First, you visit a theatre to watch a movie, much of it authentic footage which I found very impressive. I mean, who was filming this? Because, let’s face it, this was a surprise attack that no one was expecting. Yet, on both the American side and the Japanese side, there is all this footage that makes for a complete documentary of what was happening.
Like the war in Holland, the figures of the dead, the heroic deeds, the number of planes and ships involved, are all staggering. Of the number of ships that sank in the tropical, picturesque site of Pearl Harbour, the one that took most lives was the S.S. Arizona. Made of thick steel, it was impossible to rescue the men on board. The ship was left were it sank.
Eventually the National Parks and US Navy erected a plain white, ship-shaped hall width wise over the rusted remains. It’s a sober place to visit where the fact that this was a world war, not just a European tragedy, was really brought home to me.
After visiting the site, by boat, we walked through the museum. Besides the usually models, maps, videos, and artifacts my favorite display here was that of Sadako’s paper cranes where an original of the thousands of cranes that have inspired children to talk about peace, is on display.

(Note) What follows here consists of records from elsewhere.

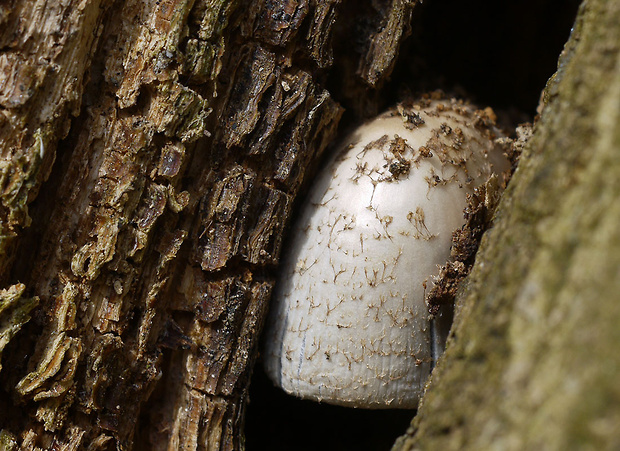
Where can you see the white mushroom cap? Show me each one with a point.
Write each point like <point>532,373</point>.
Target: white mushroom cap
<point>349,324</point>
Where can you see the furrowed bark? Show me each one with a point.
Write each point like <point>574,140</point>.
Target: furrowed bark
<point>156,212</point>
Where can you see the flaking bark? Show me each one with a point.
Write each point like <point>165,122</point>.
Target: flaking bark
<point>151,153</point>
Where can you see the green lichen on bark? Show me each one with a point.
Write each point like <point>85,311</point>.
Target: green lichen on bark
<point>14,313</point>
<point>533,361</point>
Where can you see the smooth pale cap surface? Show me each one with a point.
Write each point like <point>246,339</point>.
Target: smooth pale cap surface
<point>348,323</point>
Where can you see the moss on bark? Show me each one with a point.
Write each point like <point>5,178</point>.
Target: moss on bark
<point>532,362</point>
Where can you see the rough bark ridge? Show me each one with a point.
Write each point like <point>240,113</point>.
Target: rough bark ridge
<point>151,248</point>
<point>533,360</point>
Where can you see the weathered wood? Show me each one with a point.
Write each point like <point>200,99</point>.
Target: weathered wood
<point>533,362</point>
<point>149,262</point>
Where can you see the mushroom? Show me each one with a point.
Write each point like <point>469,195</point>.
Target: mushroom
<point>349,324</point>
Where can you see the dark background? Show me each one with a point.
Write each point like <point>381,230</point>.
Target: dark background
<point>498,54</point>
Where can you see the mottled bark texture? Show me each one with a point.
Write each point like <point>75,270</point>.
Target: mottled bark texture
<point>151,152</point>
<point>533,361</point>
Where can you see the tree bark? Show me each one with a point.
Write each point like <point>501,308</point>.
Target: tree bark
<point>152,152</point>
<point>533,359</point>
<point>170,139</point>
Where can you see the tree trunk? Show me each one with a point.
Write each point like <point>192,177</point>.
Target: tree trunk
<point>533,362</point>
<point>152,152</point>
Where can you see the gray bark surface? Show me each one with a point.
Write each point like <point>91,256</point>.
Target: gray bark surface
<point>533,360</point>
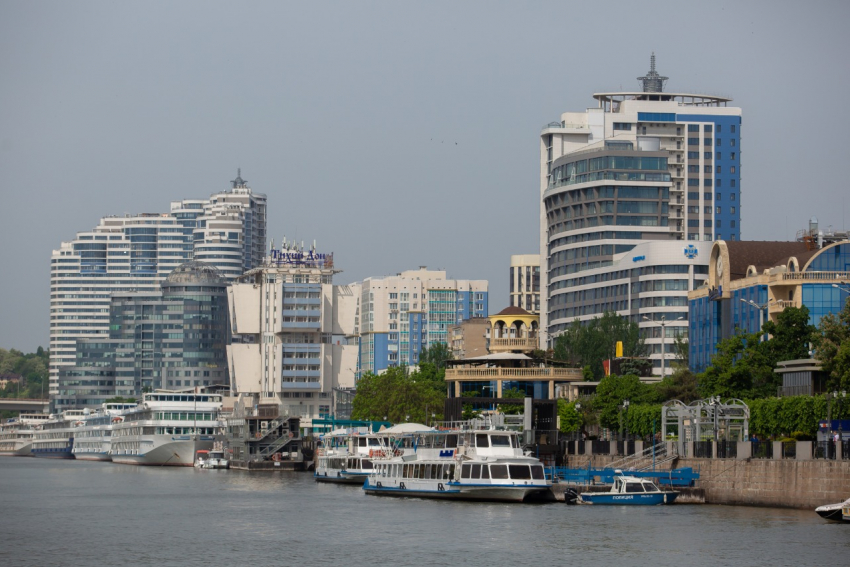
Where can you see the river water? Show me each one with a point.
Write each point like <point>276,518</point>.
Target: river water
<point>91,514</point>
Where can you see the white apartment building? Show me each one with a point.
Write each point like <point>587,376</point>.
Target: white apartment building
<point>525,282</point>
<point>632,193</point>
<point>135,253</point>
<point>294,333</point>
<point>401,315</point>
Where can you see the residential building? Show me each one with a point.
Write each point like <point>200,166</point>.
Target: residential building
<point>633,192</point>
<point>135,253</point>
<point>752,282</point>
<point>402,315</point>
<point>294,337</point>
<point>525,282</point>
<point>173,339</point>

US’s involvement in WWII started with the attack on Pearl Harbour in 1941. It ended on August 6, 1945 when American forces dropped an atomic bomb on Hiroshima, Japan. Sadako Sasaki was two years old when this catastrophic event happened. Then years later she was diagnosed with leukemia, a cancer caused by exposure to nuclear radiation. Sadako clung to the Japanese legend that, if you fold 1,000 paper cranes the gods will grant your wishes. She folded many of her cranes using paper medicine wrappers while she was in hospital. After she died in 1955, Sadako’s paper cranes became a symbol for peace. Eventually, students in the US and Japan began sending each other paper cranes with peace messages written on them. One of Sadako’s original cranes is displayed at Pearl Harbour.

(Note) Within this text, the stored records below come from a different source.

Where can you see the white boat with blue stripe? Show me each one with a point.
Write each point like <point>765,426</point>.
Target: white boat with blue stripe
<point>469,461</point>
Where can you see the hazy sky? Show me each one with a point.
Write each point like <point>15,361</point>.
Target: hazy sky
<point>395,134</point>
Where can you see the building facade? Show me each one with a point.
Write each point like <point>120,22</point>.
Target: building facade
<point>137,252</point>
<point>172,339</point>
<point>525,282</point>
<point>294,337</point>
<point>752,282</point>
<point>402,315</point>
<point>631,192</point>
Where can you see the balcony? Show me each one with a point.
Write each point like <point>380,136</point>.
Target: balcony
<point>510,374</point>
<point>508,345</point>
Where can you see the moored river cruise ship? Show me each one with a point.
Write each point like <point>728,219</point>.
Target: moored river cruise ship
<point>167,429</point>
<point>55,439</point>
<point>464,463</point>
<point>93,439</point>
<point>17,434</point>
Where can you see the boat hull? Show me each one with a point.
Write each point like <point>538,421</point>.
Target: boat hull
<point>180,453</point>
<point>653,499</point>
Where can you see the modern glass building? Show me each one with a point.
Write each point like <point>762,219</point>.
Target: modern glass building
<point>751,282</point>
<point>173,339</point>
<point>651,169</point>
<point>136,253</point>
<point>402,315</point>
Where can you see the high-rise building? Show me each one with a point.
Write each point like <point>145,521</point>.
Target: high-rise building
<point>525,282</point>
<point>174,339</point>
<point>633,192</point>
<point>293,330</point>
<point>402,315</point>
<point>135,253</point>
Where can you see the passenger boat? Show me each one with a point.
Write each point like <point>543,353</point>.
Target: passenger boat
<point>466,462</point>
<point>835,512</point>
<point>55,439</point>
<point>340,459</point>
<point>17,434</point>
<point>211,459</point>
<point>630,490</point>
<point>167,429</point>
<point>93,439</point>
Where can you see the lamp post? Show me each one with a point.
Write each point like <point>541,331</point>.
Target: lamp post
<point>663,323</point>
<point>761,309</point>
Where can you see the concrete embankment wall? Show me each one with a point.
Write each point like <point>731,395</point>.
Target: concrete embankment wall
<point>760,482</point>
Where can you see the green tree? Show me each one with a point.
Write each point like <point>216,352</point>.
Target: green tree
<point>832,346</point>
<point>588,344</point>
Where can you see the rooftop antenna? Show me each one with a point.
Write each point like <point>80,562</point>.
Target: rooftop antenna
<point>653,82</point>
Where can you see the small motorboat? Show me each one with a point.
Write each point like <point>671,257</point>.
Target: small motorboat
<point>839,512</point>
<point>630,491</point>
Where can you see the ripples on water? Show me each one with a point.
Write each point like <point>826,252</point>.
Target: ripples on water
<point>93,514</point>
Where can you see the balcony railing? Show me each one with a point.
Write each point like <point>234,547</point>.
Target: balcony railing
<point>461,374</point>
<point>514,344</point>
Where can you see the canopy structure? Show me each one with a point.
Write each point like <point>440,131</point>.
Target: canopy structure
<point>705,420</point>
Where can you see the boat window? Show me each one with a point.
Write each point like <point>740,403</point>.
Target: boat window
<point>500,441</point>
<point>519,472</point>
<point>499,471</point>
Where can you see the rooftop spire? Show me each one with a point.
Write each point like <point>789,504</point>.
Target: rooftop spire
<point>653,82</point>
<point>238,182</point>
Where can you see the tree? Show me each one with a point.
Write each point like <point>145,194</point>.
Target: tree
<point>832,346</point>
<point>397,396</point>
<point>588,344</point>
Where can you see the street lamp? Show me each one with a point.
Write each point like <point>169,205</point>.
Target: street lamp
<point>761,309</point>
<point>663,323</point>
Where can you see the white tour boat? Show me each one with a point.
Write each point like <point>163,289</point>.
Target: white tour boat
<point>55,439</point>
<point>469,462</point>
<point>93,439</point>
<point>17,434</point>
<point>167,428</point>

Sadako’s initiative has led to books, a movie and tens of thousands of children around the world folding paper cranes as a symbol of peace. I bought a paper cranes at the visitors’ centre at Pearl Harbour and found out that all cranes, sold for $1.-, help the Pacific Historic Parks organization to support educational programs. These include Make A Wish projects for children and their families to visit Pearl Harbour. They also provide a virtual tour of the Pearl Harbour National Memorial for school groups across the nation and internationally, who would not be able to travel to Hawaii.
Hawaiian school children regularly fold cranes at the Pearl Harbour Memorial to demonstrate and interact with visitors from all over the world. Meanwhile, teachers and students in Japan fold origami paper cranes and write a message of peace on the wings. These cranes are sent to Pearl Harbour to be shared with visitors who are
encouraged to take a crane back home and spread the message of peace. To date, the centre has received over 65,000 cranes from Japan.